Fresh accounts of canonical figures (Jackson Pollock, Willem de Kooning, George Balanchine, Fred Astaire) and original work on those too little discussed (Edwin Denby, Elaine de Kooning) resound with analysis of queer iconology from Michelangelo’s David to James Dean.
Turning away from interpretations of O’Hara’s Transcendentalism, Romanticism, or pastoralism, ‘mid-century Mannerism’ helps explain O’Hara’s self-conscious style, its play with sweet and grand grace, contortion of conventional measure, risks with affectation, conceits, nonchalance, and scrambling of high/low culture.
Mannerism also clarifies the sociability implicit in the formal innovations of the New York School.
Perfectly Disgraceful advances the study of the kinship between art mediums by retooling rhetoric and recovering a perennial manneristic tendency beyond period style.
Genealogies of grace, the figura serpentinata, sprezzatura, ornatus, and the marvellous exemplify qualities exhibited by O’Hara’s New York School.
O’Hara’s reception has been tied to painting, predominantly Abstract Expressionism.
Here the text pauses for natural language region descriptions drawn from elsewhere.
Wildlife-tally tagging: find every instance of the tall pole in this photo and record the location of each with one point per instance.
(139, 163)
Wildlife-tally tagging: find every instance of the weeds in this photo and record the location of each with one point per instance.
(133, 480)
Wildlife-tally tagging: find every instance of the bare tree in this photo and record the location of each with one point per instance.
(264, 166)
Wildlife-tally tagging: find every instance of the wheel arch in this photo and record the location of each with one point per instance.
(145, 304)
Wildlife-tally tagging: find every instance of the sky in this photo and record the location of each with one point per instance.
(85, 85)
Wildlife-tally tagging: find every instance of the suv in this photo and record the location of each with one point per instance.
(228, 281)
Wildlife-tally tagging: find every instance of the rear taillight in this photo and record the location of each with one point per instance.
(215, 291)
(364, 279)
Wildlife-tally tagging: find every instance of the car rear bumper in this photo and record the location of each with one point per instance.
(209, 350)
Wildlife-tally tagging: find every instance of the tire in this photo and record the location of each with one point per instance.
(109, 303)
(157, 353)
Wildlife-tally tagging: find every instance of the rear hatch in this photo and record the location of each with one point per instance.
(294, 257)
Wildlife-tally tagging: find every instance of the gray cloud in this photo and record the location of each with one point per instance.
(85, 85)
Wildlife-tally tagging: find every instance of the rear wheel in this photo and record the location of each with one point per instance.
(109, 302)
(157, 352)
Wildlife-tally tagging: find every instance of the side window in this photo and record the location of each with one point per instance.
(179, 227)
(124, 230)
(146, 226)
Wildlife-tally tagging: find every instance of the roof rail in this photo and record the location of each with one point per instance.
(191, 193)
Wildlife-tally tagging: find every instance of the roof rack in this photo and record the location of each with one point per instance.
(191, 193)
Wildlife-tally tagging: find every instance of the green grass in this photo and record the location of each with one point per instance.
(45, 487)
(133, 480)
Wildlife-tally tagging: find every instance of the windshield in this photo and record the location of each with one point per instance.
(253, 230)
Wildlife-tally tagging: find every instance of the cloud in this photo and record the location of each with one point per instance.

He was, however, a balletomane, a fan, for whom ballet was ‘made up exclusively of qualities which other arts only aspire to in order to be truly modern’.
Relaying ballet’s mannerist origins and aesthetics, and demonstrating its influence alongside Broadway and Hollywood musical-dance on art and poetry, completes this portrait of mid-century modernity.